Shark tagging isn’t a new venture for Sea Ventures Charters in Maine. But last month, those on board the company’s fishing boat had a “once-in-a-lifetime experience” – when a large mako shark jumped out of the water and plopped right on the deck.

A now-viral video shows the moment it happened on August 27 and sent those on board the 38-foot “Lady Anne” scrambling.

Sea Ventures Charters posted about the experience on Facebook, saying it had been a “lovely day” tagging and releasing sharks. That’s when “a big mako took the bait,” the company said.

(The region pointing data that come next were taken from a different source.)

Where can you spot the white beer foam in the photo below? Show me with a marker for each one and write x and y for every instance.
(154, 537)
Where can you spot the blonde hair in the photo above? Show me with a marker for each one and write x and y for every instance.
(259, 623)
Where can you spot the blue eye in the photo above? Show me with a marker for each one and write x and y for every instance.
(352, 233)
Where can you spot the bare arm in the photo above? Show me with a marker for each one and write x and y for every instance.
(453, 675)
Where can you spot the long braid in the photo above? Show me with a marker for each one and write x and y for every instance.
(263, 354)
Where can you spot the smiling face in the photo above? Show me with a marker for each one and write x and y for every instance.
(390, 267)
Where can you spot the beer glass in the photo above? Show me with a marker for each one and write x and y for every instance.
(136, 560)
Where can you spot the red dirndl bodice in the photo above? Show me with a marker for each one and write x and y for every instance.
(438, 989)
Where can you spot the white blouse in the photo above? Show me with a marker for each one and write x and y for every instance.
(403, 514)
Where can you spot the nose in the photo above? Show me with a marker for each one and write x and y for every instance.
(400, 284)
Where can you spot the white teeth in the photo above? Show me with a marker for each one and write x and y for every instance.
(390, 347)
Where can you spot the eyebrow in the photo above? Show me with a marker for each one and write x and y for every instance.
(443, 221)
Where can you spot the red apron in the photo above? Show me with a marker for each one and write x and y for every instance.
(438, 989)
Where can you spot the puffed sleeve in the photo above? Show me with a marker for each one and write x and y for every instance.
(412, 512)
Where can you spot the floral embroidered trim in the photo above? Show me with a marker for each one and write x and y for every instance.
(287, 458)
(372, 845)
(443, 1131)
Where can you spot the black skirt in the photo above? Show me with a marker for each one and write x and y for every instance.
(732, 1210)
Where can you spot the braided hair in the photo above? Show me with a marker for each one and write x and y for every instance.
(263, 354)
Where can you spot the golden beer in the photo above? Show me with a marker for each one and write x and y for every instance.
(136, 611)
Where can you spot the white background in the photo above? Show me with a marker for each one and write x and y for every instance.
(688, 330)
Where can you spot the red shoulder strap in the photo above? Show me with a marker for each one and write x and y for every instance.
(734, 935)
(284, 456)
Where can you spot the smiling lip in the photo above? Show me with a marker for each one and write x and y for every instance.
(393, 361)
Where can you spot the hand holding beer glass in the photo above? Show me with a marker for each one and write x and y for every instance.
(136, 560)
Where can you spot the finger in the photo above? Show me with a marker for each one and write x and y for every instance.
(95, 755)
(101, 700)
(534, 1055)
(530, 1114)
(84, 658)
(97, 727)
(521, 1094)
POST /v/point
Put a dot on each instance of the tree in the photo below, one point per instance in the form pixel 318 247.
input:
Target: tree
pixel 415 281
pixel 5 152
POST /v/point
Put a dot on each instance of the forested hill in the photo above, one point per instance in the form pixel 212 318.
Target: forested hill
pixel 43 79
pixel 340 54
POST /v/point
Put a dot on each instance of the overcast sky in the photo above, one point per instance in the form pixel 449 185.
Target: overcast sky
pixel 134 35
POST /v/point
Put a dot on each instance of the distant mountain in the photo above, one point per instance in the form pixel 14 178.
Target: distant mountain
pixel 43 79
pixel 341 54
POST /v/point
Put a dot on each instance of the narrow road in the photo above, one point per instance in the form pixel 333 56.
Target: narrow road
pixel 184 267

At first, those on board were just watching the shark jump in and out of the water as it was being reeled in, but on its last jump, it spiraled and thrashed its way on board, knocking over one person and sending the other scrambling up. the steps to the upper deck.

Warning: the following video contains explicit language.

August 27, 2022: Midcoast Maine: On board FV Lady Anne… this happened. A lovely day shark fishing with two beautiful blue sharks tagged and released when a big mako took the bait. Everyone was enjoying the acrobatics of the mako when… (Watch video clip). A once-in-a-lifetime experience! Thankfully, no one on board was injured! Astonishingly, the mako was measured, tagged, nudged towards the transom door and released. Dave and Cameron did an incredible job keeping people (and the mako) safe. We want to acknowledge Chris Kingsbury and his band of boys for their cool heads, assistance, and this awesome video.

Posted by Sea Ventures Charters on Sunday, August 28, 2022

Despite the chaos, Sea Ventures Charters said it was “a once-in-a-lifetime experience” and that no one was injured. Eventually, they were able to measure, tag and release the “astonishing” shark, which the group later commented was a “handsome male.”

The company, which specializes in sport fishing trips, says on its website that its shark fishing trips involve measuring, photographing, tagging and releasing sharks as part of the National Marine Fisheries Apex Predator Tagging Program. The group said it has tagged hundreds of sharks since 1984, most of which are blue sharks that get up to 12 feet and 400 pounds and makos between 200 and 800 pounds.

According to NOAA, makos can get up to 13 feet and have “below target” population levels due to overfishing. Fishermen are not allowed to keep them if caught.